In an unbound orbit, ${r\rightarrow\infty}$ at either end of the orbit meaning ${u\rightarrow0}$, so the angles ${\theta_{\pm}}$ at which this occurs are, from 1:

$\displaystyle \theta_{\pm}=\pm\arccos\left[-\left(\frac{2\epsilon\ell^{2}}{\kappa^{2}}+1\right)^{-1/2}\right] \ \ \ \ \ (4)$

This problem is essentially one of Rutherford scattering, except the force is due to gravity rather than electrostatics and is attractive rather than repulsive. However, it’s usual to express the result in terms of the impact parameter ${b}$, which is the distance of closest approach to the mass ${M}$ that the particle would make if there were no force on it.

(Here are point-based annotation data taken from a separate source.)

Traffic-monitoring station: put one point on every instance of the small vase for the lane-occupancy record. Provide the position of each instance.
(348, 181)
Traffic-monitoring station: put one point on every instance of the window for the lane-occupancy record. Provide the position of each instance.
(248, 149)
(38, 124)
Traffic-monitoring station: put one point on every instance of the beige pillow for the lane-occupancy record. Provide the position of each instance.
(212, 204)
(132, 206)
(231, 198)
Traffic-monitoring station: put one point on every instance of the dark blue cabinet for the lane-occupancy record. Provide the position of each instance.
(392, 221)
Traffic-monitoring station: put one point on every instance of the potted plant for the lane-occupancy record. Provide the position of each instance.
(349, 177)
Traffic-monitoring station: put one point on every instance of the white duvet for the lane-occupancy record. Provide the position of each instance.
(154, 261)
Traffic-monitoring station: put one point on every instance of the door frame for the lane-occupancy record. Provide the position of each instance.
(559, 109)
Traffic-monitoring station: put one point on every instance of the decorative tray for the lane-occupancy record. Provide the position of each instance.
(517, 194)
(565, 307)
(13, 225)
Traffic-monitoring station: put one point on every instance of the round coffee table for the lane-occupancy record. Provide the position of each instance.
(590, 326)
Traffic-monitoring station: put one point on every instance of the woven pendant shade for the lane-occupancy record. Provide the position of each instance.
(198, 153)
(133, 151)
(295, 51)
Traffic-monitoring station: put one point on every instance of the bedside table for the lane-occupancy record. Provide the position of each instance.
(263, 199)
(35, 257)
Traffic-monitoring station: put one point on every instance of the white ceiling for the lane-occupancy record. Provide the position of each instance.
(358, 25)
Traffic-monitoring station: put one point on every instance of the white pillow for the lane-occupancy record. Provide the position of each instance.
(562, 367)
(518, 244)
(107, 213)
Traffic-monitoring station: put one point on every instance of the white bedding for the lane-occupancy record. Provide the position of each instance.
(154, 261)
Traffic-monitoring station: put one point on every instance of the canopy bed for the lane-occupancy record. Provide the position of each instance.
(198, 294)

The angular momentum ${\ell}$ is a constant of the motion, so we can work it out when ${r\rightarrow\infty}$. In this limit

 $\displaystyle \ell$ $\displaystyle =$ $\displaystyle pr\sin\theta\ \ \ \ \ (5)$ $\displaystyle$ $\displaystyle =$ $\displaystyle pb \ \ \ \ \ (6)$

where ${p}$ is the linear momentum per unit mass. For ${r\rightarrow\infty}$ all the motion is in the ${r}$ direction (so that ${\dot{\theta}\rightarrow0}$), so ${p\rightarrow\dot{r}}$ and from 2

 $\displaystyle p$ $\displaystyle =$ $\displaystyle \sqrt{2\epsilon}\ \ \ \ \ (7)$ $\displaystyle \ell$ $\displaystyle =$ $\displaystyle b\sqrt{2\epsilon} \ \ \ \ \ (8)$

From 4

$\displaystyle \theta_{\pm}=\pm\arccos\left[-\left(\frac{4\epsilon^{2}b^{2}}{\kappa^{2}}+1\right)^{-1/2}\right] \ \ \ \ \ (9)$

For weak gravitational fields, we expect ${\kappa}$ to be fairly small, so we can expand this as a series around ${\kappa=0}$ (I used Maple for this, but you can grind through the derivatives if you like) and get

$\displaystyle \theta_{\pm}=\pm\left[\frac{\pi}{2}+\frac{\kappa}{2b\epsilon}-\frac{\kappa^{3}}{24b^{3}\epsilon^{3}}+\mathcal{O}\left(\kappa^{5}\right)\right] \ \ \ \ \ (10)$

First, we note that if there is no mass, ${\kappa=GM=0}$ and ${\theta_{\pm}=\pm\frac{\pi}{2}}$. That is, the angular difference between the incoming and outgoing photon is ${\pi}$ which is a straight line with no deflection as we’d expect. As we increase the mass, the deflection from a straight line is, to first order in ${\kappa}$:

 $\displaystyle \Delta\theta$ $\displaystyle =$ $\displaystyle \theta_{+}-\theta_{-}-\pi\ \ \ \ \ (11)$ $\displaystyle$ $\displaystyle =$ $\displaystyle \frac{\kappa}{b\epsilon} \ \ \ \ \ (12)$

The deflection increases with mass, but decreases with increasing photon energy (in Newtonian physics, ‘increasing photon energy’ means the photon is going faster; relativity was unknown at the time) and with increasing impact parameter (the larger the closest approach to the mass, the smaller the deflection). This all seems to make sense.